Stratified Node.js: IO performance

December 21, 2010 by Alexander Fritze

The number one topic we get asked about is performance. This is particularly true for our upcoming server-side StratifiedJS implementation. So here is the first of a couple of blogposts taking a closer look at the current state of affairs of StratifiedJS performance on the server-side.

In this first post we look at file IO performance, and in the next one we'll look at the HTTP stack. But let me start with some background first:

Server-side StratifiedJS

We've recently started work on a server-side StratifiedJS implementation based on NodeJS. You can track our progress at my node github fork. The code consists of a few C++ and JS patches into the canonical node sources, as well as a bunch of additional library files that get compiled into the node executable.

While the implementation is still at a very early stage, we've 'stratified' the REPL and amended the module system to load both 'normal' JS files and StratifiedJS files (files with extension *.sjs). The patched executable runs normal JS code exactly like the standard one - with no performance degradation or changes in semantics.

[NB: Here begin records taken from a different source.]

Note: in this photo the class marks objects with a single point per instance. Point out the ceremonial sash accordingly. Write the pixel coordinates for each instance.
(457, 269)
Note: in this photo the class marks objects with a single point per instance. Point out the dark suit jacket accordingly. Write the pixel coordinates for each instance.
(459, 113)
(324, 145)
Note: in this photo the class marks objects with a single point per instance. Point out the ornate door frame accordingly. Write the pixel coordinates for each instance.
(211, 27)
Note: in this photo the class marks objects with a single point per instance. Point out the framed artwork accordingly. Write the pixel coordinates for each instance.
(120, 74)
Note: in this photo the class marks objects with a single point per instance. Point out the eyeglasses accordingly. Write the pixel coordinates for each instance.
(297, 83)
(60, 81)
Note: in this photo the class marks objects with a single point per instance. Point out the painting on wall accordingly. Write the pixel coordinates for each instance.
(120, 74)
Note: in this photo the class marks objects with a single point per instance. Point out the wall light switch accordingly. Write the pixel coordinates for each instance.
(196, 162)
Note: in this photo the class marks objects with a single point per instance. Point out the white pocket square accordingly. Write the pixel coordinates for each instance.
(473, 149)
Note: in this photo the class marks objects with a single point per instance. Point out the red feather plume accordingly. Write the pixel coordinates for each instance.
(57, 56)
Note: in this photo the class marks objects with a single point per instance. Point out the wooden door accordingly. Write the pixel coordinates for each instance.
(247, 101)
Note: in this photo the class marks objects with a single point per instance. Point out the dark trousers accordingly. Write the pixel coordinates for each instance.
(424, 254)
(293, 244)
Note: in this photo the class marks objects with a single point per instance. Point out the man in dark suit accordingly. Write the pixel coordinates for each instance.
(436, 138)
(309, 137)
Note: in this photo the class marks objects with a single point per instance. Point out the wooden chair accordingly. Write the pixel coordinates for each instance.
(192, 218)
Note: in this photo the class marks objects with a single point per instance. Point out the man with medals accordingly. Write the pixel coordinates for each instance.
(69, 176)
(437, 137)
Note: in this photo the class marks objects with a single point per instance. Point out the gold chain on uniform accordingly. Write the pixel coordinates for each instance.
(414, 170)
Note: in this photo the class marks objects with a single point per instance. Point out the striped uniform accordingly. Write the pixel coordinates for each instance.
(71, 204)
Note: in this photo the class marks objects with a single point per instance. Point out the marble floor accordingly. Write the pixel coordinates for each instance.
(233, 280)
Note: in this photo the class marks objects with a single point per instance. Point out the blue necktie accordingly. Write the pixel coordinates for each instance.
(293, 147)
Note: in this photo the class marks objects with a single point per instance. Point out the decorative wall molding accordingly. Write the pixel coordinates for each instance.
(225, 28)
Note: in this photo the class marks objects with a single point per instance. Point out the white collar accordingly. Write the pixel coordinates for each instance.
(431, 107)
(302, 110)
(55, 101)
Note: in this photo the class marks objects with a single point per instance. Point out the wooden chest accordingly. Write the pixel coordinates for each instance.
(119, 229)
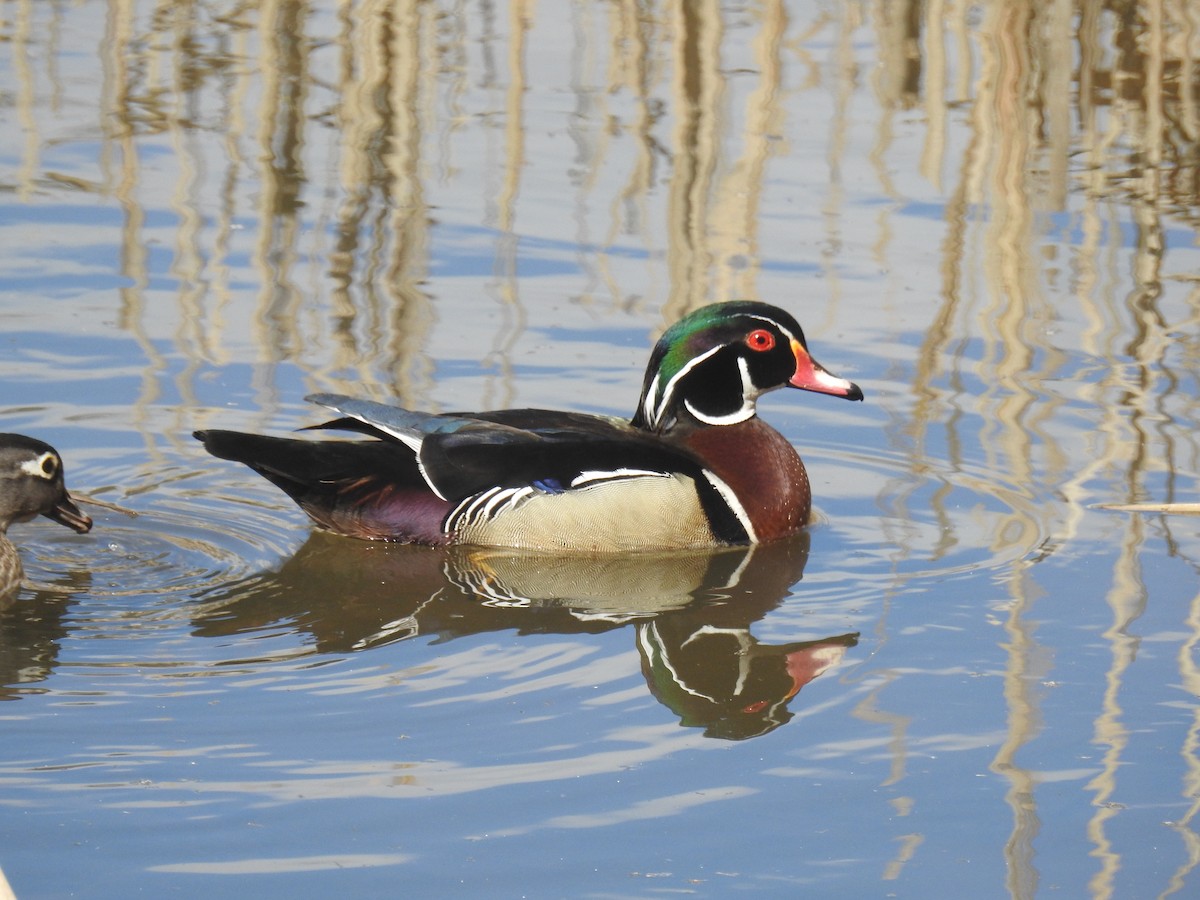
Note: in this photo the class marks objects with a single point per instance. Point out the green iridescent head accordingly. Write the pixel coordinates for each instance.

All the standard node modules (http, dns, fs, stream, ...) are included in the executable and function just like you'd expect.

While you can use the standard builtin modules from StratifiedJS just like you would use them from normal JS, the whole point of having StratifiedJS on the server-side is to program in a callback-less blocking style. So for some of these modules we've started making 'stratified' counterparts (see here for the current state of things). These stratified modules have the same name as the non-stratified ones, but are prefixed with a '$' (e.g. $dns instead of dns). With these abstractions you can then write code like this:

var dns = require('$dns');

var google = dns.lookup("google.com");
console.log("google.com is " + google.address);
console.log(google.address + " is " + dns.reverse(google.address));

File read performance

Without further ado, let's look at some performance figures. We're using the io.js benchmark and its stratified counterpart, io.sjs.

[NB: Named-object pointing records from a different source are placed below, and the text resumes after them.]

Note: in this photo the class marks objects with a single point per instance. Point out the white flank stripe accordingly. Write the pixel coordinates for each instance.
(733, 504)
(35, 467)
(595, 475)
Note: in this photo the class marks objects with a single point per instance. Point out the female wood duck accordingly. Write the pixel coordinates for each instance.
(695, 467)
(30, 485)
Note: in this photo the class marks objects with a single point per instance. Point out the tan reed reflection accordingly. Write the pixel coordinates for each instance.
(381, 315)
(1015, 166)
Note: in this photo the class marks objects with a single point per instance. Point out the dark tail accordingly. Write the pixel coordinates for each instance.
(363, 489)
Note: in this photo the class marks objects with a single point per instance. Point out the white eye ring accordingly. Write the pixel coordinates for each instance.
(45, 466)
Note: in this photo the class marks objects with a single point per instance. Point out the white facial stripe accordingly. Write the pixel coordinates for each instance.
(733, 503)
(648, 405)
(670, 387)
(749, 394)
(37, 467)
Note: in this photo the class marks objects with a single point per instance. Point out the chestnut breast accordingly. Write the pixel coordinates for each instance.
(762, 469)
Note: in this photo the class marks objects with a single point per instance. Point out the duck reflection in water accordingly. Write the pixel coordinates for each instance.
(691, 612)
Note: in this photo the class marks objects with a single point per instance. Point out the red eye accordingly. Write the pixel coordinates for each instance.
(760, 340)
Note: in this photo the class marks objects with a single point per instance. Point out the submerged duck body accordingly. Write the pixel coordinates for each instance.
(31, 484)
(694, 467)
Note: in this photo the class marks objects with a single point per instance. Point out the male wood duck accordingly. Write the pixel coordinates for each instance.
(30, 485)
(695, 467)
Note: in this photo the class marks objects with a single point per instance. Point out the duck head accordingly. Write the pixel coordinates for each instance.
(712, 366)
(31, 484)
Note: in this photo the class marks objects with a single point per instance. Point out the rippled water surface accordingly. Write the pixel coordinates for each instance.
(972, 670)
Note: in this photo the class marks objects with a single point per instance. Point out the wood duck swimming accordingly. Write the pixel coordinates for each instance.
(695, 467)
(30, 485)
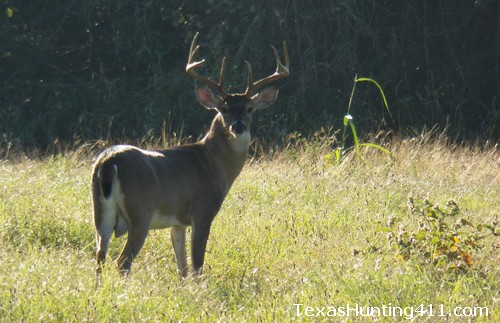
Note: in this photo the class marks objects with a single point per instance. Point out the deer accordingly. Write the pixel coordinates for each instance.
(136, 190)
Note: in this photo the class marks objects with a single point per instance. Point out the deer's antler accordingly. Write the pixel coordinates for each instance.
(191, 65)
(282, 71)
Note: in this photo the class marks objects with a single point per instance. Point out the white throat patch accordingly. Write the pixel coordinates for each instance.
(240, 143)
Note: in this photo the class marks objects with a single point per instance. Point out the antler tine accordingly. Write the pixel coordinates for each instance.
(282, 71)
(191, 65)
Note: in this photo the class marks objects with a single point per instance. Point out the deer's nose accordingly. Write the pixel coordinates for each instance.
(238, 127)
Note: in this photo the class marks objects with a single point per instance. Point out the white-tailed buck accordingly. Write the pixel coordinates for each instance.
(137, 190)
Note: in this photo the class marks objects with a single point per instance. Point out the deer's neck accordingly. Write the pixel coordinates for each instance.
(227, 150)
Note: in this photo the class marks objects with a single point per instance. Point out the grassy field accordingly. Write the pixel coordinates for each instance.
(300, 237)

Firstly, we're examining the case of reading fixed-size records from a file. The stratified version of the code looks something like this:

var fs = require('$fs');

function readtest(record_size) {
  var s = fs.openInStream(path, 'r', 0644);
  var buf = new Buffer(record_size);
  var start = Date.now();
  while (s.readBuf(buf) > 0)
    /* use record here */;
  var time_taken = Date.now() - start;
}

We'll benchmark this against the following normal callback-style nodejs code:

var fs = require('fs');

function readtest(record_size, done) {
  var s = fs.createReadStream(path, {'flags': 'r', 'encoding': 'binary', 
                                     'mode': 0644, 'bufferSize': bsize});
  var start = Date.now();
  s.addListener("data", function (record) {
    /* use record here */
  });
  s.addListener('close', function() {
    var time_taken = Date.now() - start;
    done();
  });
}

When running this code on a 1GB file vs various record sizes, we get the following:

Hmm, interesting - so for small record sizes the StratifiedJS version is up to 3 times faster than the normal JS version!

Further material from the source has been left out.